Southern Spirit staff

According to a leading reference website, cities have been the source of internal change and development within their civilizations since the heights of the Aztec, Egyptian, ancient Greek and Roman cultures. Cities today still have great impact on the development of civilization. That is why the Office of Urban Mission was established at THQ. It is a continuation of the Army's long-standing commitment to urban masses who suffer from substandard living conditions, cyclical poverty and social injustice.

Modern cities breed a new kind of civilization, one that's diverse and multicultural. So it makes sense to educate and train Salvationists with skill sets to reach many nationalities.

Major John Needham, assistant program secretary for urban mission, said that the long-term vision of urban mission in the Southern Territory is to develop effective community-based, incarnational ministries in which people are trained to do three things: 1) Relational Ministry: develop friendships with people in the community, 2) Faith Sharing: share their personal experience of the good news of Jesus in their life and 3) Community Capacity Development: find out how to restore the vitality of ailing urban communities.

Urban ministry is not a call fitted just for officers either. Needham said, "God's appeal for people to be involved in urban ministry is as broad and flexible as are the five generations living on the face of the earth today. Short-term, medium-term, long-term and lifelong all describe variations of the same mission."

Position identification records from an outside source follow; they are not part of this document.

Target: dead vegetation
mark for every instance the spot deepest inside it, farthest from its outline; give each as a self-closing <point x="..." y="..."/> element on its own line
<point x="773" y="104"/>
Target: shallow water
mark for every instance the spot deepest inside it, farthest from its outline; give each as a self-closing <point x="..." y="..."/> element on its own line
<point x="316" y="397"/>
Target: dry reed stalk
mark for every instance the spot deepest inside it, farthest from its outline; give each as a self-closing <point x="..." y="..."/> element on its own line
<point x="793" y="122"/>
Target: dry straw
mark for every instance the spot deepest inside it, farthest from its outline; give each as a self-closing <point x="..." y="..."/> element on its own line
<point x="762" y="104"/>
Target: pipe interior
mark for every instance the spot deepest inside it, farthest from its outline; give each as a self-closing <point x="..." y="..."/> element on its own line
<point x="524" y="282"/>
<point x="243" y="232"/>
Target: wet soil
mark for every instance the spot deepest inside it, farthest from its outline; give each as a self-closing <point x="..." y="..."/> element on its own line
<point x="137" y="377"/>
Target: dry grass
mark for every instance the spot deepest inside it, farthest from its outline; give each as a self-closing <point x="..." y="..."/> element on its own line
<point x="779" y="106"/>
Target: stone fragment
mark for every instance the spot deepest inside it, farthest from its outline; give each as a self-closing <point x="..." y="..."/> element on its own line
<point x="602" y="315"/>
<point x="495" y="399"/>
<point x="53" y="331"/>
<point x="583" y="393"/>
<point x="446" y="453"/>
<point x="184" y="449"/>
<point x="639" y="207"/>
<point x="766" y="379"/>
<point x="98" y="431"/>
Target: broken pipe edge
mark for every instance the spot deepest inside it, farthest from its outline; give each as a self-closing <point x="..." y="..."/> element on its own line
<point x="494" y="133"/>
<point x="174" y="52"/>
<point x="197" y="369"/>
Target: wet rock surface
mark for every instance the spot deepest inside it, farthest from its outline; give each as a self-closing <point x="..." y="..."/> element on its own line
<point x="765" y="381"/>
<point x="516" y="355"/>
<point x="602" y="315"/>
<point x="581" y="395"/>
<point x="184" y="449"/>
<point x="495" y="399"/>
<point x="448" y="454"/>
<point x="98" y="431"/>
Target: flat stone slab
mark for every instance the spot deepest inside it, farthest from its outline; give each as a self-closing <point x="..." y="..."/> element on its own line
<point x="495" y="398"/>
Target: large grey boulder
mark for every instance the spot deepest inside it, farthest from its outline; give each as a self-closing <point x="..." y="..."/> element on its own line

Youth and young adult ministries have caught the vision, taking inner-city mission trips annually. The Salvationist Service Corps is sending teams to host locations in some of the South's largest inner cities. New Orleans, for example, is a planned host location for the summer of 2007. SSC team members will help rebuild in a city struggling to rise above the ruins.

The Women's and Social Services departments have become activists in the fight against sexual trafficking. Evangelism and Adult Ministries personnel encourage Salvation Army Mission Specialists to do outreach in corps where the challenges of urban life call for new initiatives.

There are many corps who are becoming what's known as a "614" corps. While these corps can look vastly different, their mission is the same. Based on Isaiah 61:4 these local congregations aim to rebuild the ancient ruins and ...renew the ruined cities that have been devastated for generations.

All around the territory, corps, centers and shelters are working together to share the light of God's love in the inner city.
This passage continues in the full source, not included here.